どんどんどんどん濁りを増す池田様の眼に吐き気を覚えながら、次の言葉を待つ。
何を言うかは、予想出来た。
「我輩は真田家が為、尽くして参りました。故に、此度の事は納得出来ぬのです。…弁丸様、無理を承知でお願い申し上げます」
到頭、眼は濁りきった。
「我輩を助けると思い、昌幸様へ言うては下さりませぬか?」
其の言葉を聞き終えた瞬間、俺は屋根裏から素早く降り後ろから池田様の首へクナイを突き付ける。
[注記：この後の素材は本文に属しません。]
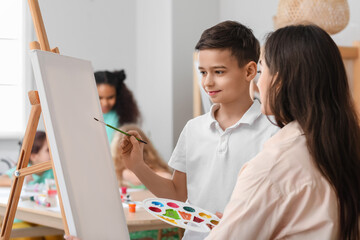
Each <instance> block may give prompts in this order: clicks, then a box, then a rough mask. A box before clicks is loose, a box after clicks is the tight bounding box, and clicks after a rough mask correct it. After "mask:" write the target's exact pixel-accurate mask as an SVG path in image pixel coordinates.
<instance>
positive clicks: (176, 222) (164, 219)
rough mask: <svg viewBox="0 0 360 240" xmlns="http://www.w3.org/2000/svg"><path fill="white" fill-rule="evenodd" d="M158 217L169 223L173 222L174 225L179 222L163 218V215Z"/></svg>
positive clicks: (164, 217)
mask: <svg viewBox="0 0 360 240" xmlns="http://www.w3.org/2000/svg"><path fill="white" fill-rule="evenodd" d="M158 216H159V217H161V218H162V219H164V220H166V221H168V222H171V223H173V224H177V222H176V221H175V220H173V219H170V218H166V217H163V216H161V215H158Z"/></svg>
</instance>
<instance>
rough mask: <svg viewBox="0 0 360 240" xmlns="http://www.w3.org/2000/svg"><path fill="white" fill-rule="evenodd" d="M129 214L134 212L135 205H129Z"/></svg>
mask: <svg viewBox="0 0 360 240" xmlns="http://www.w3.org/2000/svg"><path fill="white" fill-rule="evenodd" d="M129 212H132V213H134V212H136V204H135V203H129Z"/></svg>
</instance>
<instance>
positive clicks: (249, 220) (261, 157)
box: [208, 25, 360, 240]
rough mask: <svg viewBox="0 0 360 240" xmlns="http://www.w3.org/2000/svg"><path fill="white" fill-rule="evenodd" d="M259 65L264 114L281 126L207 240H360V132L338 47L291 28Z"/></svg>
mask: <svg viewBox="0 0 360 240" xmlns="http://www.w3.org/2000/svg"><path fill="white" fill-rule="evenodd" d="M260 65H261V68H262V70H261V72H262V73H261V76H260V79H259V83H258V86H259V89H260V98H261V102H262V112H263V113H264V114H267V115H269V114H270V115H274V116H275V120H276V123H277V124H278V126H280V127H281V128H282V129H281V130H280V131H279V132H278V133H277V134H276V135H275V136H273V137H272V138H271V139H269V141H268V142H267V143H266V144H265V145H264V149H263V150H262V151H261V153H259V154H258V155H257V156H256V157H255V158H253V159H252V160H251V161H249V162H248V163H247V164H246V165H245V166H244V167H243V168H242V170H241V171H240V173H239V176H238V180H237V184H236V186H235V189H234V192H233V195H232V197H231V200H230V202H229V203H228V205H227V206H226V209H225V212H224V215H223V218H222V220H221V221H220V224H219V225H218V226H216V227H215V228H214V229H213V230H212V231H211V233H210V236H209V238H208V239H238V237H239V236H241V238H242V239H352V240H353V239H354V240H356V239H360V236H359V216H360V204H359V203H360V174H359V173H360V147H359V143H360V127H359V119H358V117H357V115H356V112H355V108H354V103H353V100H352V98H351V93H350V90H349V85H348V79H347V76H346V72H345V67H344V63H343V61H342V59H341V55H340V52H339V49H338V47H337V46H336V44H335V43H334V41H333V40H332V39H331V37H330V36H329V35H328V34H327V33H326V32H325V31H324V30H322V29H321V28H319V27H317V26H303V25H299V26H289V27H285V28H281V29H278V30H276V31H275V32H274V33H272V34H271V35H269V37H268V39H267V41H266V44H265V52H264V54H263V56H262V57H261V59H260Z"/></svg>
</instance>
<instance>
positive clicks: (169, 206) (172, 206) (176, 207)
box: [167, 202, 179, 208]
mask: <svg viewBox="0 0 360 240" xmlns="http://www.w3.org/2000/svg"><path fill="white" fill-rule="evenodd" d="M167 205H168V206H169V207H172V208H178V207H179V205H177V204H176V203H172V202H168V203H167Z"/></svg>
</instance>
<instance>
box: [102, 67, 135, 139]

其れに今まで信じられないと唖然とした表情から、驚いた様に目を見開かせた若を横目に、クナイを持つ手に力を込める。
城主である昌幸様の命は絶対。
其れに反すると言うならば、彼は逆臣。
場合によっては、始末しなければ為らない。
「何…!?貴様、…我輩に触れるな!汚らわしい、醜い忍風情が!」
「黙れ。今し方貴様が言った事、忘れたとは言わせぬぞ」
俺を確認した直後、かっと怒りに顔を染めた池田様に低く声をかけクナイを更に首へ近付ける。
僅かにぷつりと肉に刺さる感触を覚えると、池田様はサァッと顔を青く染めた。
「全て報告させていただく。其れまでは牢へ入って貰おうか」
俺から離れようとしていた力が抜け、絶望したかの様に床に崩れ落ちた池田様を見てクナイを仕舞う。
他の忍に彼を牢へ連れていって貰おうと、思い口に手を当て、ぴゅい、と鳴らす。
「ぅ、わっ!」
「!――若様!」
一瞬の油断が招いた、俺の落ち度だった。